Du kanntest dich ja schon aus hier, das ist mal klar. Und es gab keinerlei Grund, am Ort deiner Niederlage zu verbleiben. – Du bleibst ja nicht mal lange an Orten deiner Erfolge, wenn man das so sagen darf. – Aber hier gab es für dich erst recht nur eine Option: weg von hier. Nichts wie weg.
Delamotte ging rasch die Gasse entlang. Alvarez bereitete es Schwierigkeiten, Schritt zu halten. Wie war es möglich, dass so ein pummeliger Bursche wie Delamotte derart gut zu Fuß war? Schnell erreichten sie eine größere Straße, der Psychologe bog links ab. Nach insgesamt etwa zehn Minuten, schätzte Alvarez, standen sie an einem großen Parkplatz.

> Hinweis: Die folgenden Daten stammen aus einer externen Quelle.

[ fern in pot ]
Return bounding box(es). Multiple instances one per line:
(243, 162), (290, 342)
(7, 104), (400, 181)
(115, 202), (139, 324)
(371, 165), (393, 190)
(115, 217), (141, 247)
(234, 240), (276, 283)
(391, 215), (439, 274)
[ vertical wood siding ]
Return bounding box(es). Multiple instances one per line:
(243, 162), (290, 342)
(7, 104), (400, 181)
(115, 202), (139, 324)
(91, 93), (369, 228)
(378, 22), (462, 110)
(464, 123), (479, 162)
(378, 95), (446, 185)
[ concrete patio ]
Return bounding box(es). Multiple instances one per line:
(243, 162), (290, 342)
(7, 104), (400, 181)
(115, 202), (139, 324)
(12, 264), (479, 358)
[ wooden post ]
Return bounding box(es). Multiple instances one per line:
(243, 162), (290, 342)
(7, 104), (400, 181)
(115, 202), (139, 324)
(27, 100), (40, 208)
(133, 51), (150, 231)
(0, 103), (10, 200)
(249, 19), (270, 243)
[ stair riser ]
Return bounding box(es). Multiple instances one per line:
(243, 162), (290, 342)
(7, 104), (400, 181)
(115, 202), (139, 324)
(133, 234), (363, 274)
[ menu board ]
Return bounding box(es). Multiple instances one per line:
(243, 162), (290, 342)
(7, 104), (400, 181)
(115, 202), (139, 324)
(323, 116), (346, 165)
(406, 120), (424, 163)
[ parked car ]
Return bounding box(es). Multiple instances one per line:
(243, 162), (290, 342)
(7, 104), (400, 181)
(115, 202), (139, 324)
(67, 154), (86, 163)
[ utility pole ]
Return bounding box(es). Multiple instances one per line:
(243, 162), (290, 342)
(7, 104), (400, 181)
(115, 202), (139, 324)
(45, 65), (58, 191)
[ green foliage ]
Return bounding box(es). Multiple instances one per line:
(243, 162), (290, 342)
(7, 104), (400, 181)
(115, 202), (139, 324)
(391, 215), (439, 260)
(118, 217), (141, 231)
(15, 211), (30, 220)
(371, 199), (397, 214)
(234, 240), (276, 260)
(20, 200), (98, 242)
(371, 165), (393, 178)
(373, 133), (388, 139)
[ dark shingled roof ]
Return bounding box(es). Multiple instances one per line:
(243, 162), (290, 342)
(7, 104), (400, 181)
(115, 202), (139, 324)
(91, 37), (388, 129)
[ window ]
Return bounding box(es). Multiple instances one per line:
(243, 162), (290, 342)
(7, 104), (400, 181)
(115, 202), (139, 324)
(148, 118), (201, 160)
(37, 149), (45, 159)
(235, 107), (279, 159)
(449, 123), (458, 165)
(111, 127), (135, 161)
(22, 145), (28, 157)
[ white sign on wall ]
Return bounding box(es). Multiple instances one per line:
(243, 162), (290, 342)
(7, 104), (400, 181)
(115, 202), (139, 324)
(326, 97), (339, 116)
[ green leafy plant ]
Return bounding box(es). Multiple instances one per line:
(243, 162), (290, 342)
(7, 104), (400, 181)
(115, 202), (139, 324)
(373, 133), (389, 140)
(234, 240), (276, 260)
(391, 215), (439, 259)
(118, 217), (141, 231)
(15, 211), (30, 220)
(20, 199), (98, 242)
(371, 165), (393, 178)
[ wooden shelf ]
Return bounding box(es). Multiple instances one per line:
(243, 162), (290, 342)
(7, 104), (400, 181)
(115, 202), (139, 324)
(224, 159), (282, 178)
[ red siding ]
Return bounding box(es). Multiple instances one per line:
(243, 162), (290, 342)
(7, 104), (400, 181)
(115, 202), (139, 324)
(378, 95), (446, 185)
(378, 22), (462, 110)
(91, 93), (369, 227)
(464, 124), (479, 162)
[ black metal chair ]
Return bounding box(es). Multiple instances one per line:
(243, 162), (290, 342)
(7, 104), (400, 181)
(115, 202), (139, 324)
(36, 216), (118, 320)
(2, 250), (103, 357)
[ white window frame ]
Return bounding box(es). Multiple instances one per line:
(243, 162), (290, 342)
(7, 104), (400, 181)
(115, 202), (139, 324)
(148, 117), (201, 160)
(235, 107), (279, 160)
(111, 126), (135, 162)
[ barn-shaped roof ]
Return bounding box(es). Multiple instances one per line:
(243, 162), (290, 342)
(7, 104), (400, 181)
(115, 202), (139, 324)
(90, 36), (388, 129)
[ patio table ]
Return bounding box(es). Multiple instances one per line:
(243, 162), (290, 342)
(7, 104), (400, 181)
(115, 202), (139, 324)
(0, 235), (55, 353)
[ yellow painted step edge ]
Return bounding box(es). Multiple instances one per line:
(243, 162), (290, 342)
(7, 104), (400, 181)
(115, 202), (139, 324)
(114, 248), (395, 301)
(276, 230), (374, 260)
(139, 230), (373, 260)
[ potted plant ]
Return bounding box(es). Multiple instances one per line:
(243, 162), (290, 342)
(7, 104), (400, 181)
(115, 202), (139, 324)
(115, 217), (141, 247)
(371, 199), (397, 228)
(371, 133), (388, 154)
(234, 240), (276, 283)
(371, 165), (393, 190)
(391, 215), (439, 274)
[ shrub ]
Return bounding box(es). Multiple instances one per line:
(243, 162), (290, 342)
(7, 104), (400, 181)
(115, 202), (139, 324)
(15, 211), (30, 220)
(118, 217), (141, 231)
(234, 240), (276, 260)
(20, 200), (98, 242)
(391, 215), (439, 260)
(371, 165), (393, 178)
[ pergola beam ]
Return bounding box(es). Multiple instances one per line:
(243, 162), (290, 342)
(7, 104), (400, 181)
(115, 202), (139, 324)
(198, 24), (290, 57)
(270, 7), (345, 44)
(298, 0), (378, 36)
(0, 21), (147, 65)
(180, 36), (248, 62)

„Hier stand sein Wagen“, erklärte Delamotte, „der Kerl kannte die Gegend schon. Er wird seine Zielperson bereits in den Vortagen beobachtet haben. Nach dem Schuss ist er direkt zum Auto gegangen, und ohne zu zögern nach Marßen zurückgefahren. Vermutlich ohne anzuhalten. Sofern er nicht auf dem Weg tanken musste.“
Lüttges überlegte: „Dann müsste der Schuss irgendwann gegen Mitternacht gefallen sein.“
Delamotte nickte: „Wir müssen rausbekommen, wie lange diese Konzertprobe gedauert hat. Und wer so spät noch vor Ort war, und wer von denen dann mal kurz vor diese Tür getreten ist. Auf wen hatte der Uhu es abgesehen?“
„Das bekommen wir hoffentlich morgen raus“, antwortete Lüttges, „Rigters will versuchen, alle Beteiligten von Konzert und Proben zusammenzutrommeln. Er gibt mir später noch Bescheid – erst mal müssen wir jetzt ein Hotel finden.“
Delamotte erwähnte Edwins Empfehlung. „Hat er vielleicht auch noch ein Restaurant empfohlen?“, warf Alvarez ein. „Mir knurrt der Magen.“
„Mir auch“, erwiderte der Psychologe mit einem Lächeln, „und ja, es gibt am Hafen wohl diverse gute Restaurants.“ Er wirkte wieder völlig entspannt, als hätte es die vorangegangenen Minuten nie gegeben. Für ihn selber, dachte Alvarez, galt dies nicht.